En realidad Hércules no quería comerse a nadie sino salir de la jaula. No intentó detenerme cuando me deslicé hacia fuera.
Salí sigilosamente de la carpa para ocultarme en la furgoneta hasta que terminaran los ensayos.
—¿Dónde te has metido todo el día? —gruñó papá cuando me encontró. Todos los demás se metieron en la furgoneta y volvimos a casa.
—Me encontraba mal —me quejé—. Tenía que tumbarme.
—Vas a aprender ese truco mañana, Matt —insistió papá—. No volverás a escaparte de nuevo.
Yo me limité a bostezar, dando por supuesto que ese mañana nunca llegaría, al menos para mi familia circense. La mañana traería consigo un nuevo espanto, o quizá por una vez ocurriría algo bueno.
Aquella noche me acosté temprano porque no me gustaba ser el hijo de ocho años de una familia circense. Estaba impaciente por salir de ella. Mis hermanos del circo abarrotaban mi antigua habitación. Jamás conseguiría dormirme allí, de modo que volví a meterme en el cuarto de invitados. Pero una vez allí, no conseguía dormirme porque no podía dejar de pensar en lo que me aguardaba al día siguiente. Resulta difícil relajarse cuando no sabes en qué mundo te vas a despertar por la mañana. Probé a contar ovejas, pero eso nunca me había funcionado, así que intenté pensar en todas las cosas buenas que podían suceder al despertarme.
Podía despertar como jugador de la liga de béisbol. Podía ser el mejor lanzador de todos los tiempos. O podía ser un niño muy rico que tiene todo lo que desea. O quizás un explorador del espacio del siglo XXV. ¿Por qué no me ocurría nunca nada parecido?
Por encima de todo, deseaba despertarme y encontrar de nuevo a mi familia, la auténtica. Me tenían frito, pero al menos estaba acostumbrado a ellos.
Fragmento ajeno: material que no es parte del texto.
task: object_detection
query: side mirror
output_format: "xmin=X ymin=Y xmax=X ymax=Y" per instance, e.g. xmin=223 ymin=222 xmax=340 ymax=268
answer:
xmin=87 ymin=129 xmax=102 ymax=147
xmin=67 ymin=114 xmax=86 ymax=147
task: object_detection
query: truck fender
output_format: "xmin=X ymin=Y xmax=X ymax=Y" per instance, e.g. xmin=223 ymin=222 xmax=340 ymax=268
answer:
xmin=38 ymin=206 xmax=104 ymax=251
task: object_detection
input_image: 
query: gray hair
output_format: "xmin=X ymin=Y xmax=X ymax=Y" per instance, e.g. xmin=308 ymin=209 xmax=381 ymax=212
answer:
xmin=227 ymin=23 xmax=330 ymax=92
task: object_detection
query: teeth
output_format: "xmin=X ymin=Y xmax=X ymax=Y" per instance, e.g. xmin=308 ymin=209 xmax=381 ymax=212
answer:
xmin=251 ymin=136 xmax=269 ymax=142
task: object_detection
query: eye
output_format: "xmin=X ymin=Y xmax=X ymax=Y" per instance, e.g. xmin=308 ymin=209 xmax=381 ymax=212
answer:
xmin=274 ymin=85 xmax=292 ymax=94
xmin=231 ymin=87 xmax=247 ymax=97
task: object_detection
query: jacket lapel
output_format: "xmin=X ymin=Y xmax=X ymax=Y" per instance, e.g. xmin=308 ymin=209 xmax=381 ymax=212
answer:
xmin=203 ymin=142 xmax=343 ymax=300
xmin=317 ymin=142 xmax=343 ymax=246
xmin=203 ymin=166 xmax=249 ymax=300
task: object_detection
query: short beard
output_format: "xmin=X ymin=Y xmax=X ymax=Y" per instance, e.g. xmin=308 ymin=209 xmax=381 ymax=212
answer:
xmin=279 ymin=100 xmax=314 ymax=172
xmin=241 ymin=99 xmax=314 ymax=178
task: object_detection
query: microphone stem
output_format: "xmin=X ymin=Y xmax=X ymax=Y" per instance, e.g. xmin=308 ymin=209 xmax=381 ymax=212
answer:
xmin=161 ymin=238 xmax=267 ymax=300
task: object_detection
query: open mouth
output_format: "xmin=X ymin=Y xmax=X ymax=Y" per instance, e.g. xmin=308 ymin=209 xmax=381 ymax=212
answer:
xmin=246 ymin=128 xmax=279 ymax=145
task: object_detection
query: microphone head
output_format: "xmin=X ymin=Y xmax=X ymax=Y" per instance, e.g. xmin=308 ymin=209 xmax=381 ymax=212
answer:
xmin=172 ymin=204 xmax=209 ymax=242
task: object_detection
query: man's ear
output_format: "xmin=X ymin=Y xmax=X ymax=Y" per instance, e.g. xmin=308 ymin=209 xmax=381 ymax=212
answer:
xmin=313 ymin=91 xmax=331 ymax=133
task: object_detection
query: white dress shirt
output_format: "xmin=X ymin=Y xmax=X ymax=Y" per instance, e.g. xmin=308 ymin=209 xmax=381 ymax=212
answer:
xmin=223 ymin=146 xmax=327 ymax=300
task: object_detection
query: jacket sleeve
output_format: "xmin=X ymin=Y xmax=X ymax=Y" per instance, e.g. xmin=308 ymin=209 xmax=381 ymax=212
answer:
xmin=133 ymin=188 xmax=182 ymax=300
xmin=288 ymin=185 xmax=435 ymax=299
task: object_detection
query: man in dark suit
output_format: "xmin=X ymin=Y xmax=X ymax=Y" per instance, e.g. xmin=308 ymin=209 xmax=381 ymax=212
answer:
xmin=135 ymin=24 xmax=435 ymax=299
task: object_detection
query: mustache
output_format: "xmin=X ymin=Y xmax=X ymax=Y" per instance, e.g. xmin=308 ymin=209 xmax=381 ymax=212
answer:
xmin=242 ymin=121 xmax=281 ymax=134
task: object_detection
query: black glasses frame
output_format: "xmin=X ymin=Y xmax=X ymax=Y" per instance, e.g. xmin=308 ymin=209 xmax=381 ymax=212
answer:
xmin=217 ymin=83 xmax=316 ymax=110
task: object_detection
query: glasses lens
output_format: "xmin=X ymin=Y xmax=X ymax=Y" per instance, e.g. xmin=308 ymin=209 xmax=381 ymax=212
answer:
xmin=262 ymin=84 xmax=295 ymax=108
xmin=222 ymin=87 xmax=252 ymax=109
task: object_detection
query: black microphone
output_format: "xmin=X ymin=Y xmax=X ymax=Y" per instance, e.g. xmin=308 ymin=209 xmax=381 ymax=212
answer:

Incluso les echaba de menos… un poco. Bueno, mucho.
Por fin, justo antes del amanecer, me quedé dormido.
Era aún muy temprano cuando me desperté. Paseé la mirada por la habitación, pero todo parecía un poco borroso. «¿Quién soy ahora?», me pregunté. La habitación parecía normal. No se oía ningún ruido. La familia circense, por tanto, había desaparecido.
«Será mejor averiguarlo de una vez», decidí. Salté fuera de la cama. Sentía cierta debilidad en las piernas. Caminé lentamente hacia el cuarto de baño y allí me miré en el espejo.
No. Oh, no. Aquello era lo peor que me había ocurrido. ¡Lo peor de lo peor!